Faut pas tout mélanger.
On pourrait s’intéresser, par exemple à la manière dont l’argent publique est prélevé, afin de vérifier la manière dont l’effort est réparti. Déjà, rien que là, on se rend vite compte que c’est loin d’être chacun selon ses moyens, mais c’est plutôt chacun pour sa gueule et si t’es vraiment brindé de thunes, entre l’évasion fiscale et tes avocats fiscalistes, tu réussiras très bien à ne pas filer un fifrelin au Trésor Public.
Ensuite, on voit comment l’argent est réparti, et là aussi, on se rend compte que c’est rarement à chacun selon ses besoins... à moins d’admettre que certains ont vraiment de gros gros besoins.
D’un côté, on rogne le budget de la recherche fondamentale et souvent publique, parce que non rentable à court terme, de l’autre, on sert, au hasard, 60 milliard d’euros par an en subventions aux entreprises sous prétexte de les aider à créer de l’emploi... Vu les résultats, on aurait mieux fait de filer directos le blé aux chômeurs et c’est des tas de Téléthon pas cons qu’on pourrait se payer chaque année !
http://www.actuchomage.org/modules.php?op=modload&name=News&file=article&sid=1918
Voilà un témoignage (celui du gars démissionnaire du call center) qui gagnerait grandement à être largement diffusé !!!!
Sinon, je rappelle aussi que pour une somme plutôt modique, on peut obtenir l’affichage du numéro de téléphone de l’appelant sur son combiné. En cas de non-numéro, ne pas décrocher, c’est sûrement une entreprise démarcheuse.
Les petits veinards qui sont en téléphonie IP comme moi ont accès à ce service gratuitement et peuvent en plus demander à leur système de rejeter les appels anonymes : le correspondant est alors aiguillé vers un répondeur vocal qui l’encourage à afficher son numéro pour pouvoir me joindre. Problème du truc, des correspondants privés pas doués peuvent émettre sans le vouloir des appels non identifiés...

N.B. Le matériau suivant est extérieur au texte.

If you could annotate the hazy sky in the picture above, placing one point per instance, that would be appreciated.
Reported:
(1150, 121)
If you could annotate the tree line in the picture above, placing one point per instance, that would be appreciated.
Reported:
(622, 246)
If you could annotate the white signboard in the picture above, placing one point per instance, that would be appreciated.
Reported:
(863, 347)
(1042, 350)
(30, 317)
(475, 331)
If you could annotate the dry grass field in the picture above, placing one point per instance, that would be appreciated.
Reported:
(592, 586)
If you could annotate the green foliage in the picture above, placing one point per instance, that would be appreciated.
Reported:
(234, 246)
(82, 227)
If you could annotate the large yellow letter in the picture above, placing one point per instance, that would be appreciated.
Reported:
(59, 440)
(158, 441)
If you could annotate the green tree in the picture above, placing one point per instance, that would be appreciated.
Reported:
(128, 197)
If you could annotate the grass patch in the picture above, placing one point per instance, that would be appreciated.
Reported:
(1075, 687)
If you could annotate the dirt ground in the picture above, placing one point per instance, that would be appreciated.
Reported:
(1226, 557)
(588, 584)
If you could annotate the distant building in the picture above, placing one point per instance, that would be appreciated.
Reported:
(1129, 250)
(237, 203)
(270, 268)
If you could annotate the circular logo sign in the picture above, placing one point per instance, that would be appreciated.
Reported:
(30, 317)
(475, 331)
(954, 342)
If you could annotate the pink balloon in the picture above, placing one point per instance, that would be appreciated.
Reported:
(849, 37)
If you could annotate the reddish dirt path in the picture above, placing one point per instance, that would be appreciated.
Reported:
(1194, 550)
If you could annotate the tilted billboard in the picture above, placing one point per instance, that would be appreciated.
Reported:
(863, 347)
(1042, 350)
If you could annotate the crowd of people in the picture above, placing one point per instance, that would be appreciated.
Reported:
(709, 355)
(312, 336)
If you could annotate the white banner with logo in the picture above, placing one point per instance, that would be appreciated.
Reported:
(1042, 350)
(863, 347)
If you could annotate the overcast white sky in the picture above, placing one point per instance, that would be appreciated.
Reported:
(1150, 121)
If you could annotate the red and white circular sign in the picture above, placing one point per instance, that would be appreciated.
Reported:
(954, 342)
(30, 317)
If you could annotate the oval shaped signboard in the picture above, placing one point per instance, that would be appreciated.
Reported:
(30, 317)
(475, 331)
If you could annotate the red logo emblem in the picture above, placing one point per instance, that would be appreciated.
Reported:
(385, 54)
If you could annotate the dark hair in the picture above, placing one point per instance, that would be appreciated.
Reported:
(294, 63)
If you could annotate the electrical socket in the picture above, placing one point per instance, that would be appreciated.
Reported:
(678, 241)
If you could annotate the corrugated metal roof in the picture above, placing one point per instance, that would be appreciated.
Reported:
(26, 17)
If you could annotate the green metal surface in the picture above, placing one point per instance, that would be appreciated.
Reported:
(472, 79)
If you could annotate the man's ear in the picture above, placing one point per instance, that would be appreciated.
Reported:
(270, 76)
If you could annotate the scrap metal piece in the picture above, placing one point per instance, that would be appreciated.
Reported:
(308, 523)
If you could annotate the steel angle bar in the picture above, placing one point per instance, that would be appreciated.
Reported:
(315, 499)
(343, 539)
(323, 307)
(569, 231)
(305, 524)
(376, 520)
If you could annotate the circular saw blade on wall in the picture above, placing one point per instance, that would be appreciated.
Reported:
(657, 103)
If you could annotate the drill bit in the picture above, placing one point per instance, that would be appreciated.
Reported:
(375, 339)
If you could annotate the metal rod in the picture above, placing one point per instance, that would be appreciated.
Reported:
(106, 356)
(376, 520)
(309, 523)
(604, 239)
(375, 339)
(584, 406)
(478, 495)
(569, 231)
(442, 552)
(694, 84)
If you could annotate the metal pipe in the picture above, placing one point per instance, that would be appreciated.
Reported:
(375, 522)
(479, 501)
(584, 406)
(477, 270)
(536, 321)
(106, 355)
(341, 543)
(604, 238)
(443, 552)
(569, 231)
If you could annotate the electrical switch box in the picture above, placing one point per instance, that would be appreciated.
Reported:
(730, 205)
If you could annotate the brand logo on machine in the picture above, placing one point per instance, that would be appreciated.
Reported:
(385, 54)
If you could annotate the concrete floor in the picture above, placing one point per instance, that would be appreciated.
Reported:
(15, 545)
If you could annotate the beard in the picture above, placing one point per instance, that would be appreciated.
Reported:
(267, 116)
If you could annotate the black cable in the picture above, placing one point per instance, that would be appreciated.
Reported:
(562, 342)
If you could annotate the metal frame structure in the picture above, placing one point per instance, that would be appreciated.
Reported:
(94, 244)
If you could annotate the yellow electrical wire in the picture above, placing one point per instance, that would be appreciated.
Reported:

Ben oui Dominique, c’est vous qui résumez le mieux ma conclusion : « on passe notre temps à expliquer aux clients... » Parce que pour l’instant, mon vécu en entreprises (publiques ou privées !) et celui de mes potes semble démontrer qu’il va falloir beaucoup de pédagogie pour que le concept de management par la gentillesse et le respect fasse son chemin !
Faites un tour dans les boîtes dont je parle dans mon papier (call centers, fast bad food, supermarkets, que de mignons sobriquets anglo-saxons, d’ailleurs !) et voyez quel type de management y est en permanence appliqué. Employés au sifflet, employés clébards, employés jetables.
Un pays n’est pas une personne, ni même une société : il n’y a pas de terme échu à la dette, parce que par définition, un pays a une sorte de durée de vie illimitée.
L’amortissement des investissements d’un État ne se calculent pas de la même manière que pour le reste. Dernièrement, on a demandé à ma commune de calculer la durée d’amortissement de la réfection des fresques murales de l’église du bled. Eglise du 12ème siècle. Comment peut-on calculer cela ? Comment amortir une route nationale qui irrigue un bassin d’activité et lui permet de se développer. Ou d’une école, qui va produire des générations de gens bien formés ? Ou un pont qui va permettre la création de nouveaux circuits économiques ? Ou d’un hôpital qui va sauver ta vie, demain ?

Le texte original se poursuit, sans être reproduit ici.